State Comptroller Thomas P. DiNapoli gave a preview of what to expect Monday when he estimated that New York may lose $3.5 billion in tax revenue between now and March 2010.

Some 40,000 jobs in the state may disappear as well during that time, he said, noting that each Wall Street job lost could mean that three others will go as well.

So long as credit is tight, many businesses and jobs will be vulnerable. While the heaviest job losses in the state are expected to be in New York City, that affects the rest of New York as well.

Wall Street bonuses, which traditionally provide significant tax revenue for the state, may be cut in half.

Mr. DiNapoli said in a statement Monday: "The preliminary September numbers show the fallout from the Wall Street crisis is starting to hit the state hard. The volatility in the markets is creating difficulty in predicting budget revenues, and today's vote in Washington will only increase that volatility."

"But this is a warning bell," he continued. "The state has to watch its spending. Every dime counts in a crisis."
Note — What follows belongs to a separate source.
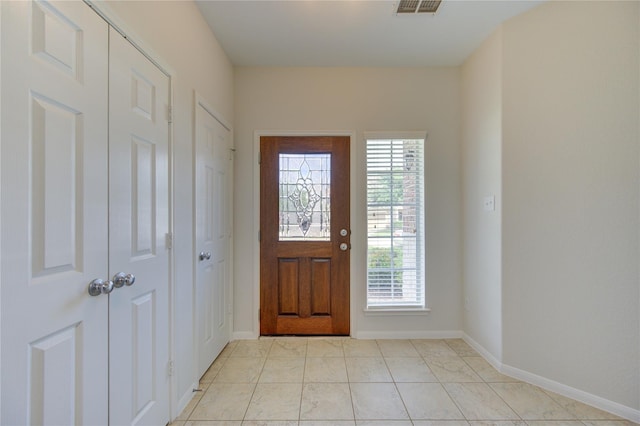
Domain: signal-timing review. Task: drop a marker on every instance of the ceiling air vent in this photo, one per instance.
(418, 6)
Gov. David A. Paterson has shown leadership by cutting spending and urging the Legislature to do the same. Those actions have "helped control the budget crisis," Mr. DiNapoli affirmed. More careful oversight of state spending will be needed.

The governor will be meeting with state legislative leaders and Mr. DiNapoli later this week. The purpose, as the governor sees it, will be "to ensure the state's fiscal stability in response to the turmoil besetting the nation's markets and the certain loss of jobs and revenues from New York's financial industry."

So far, Albany has rolled with the punches pretty well. There are more rounds to come.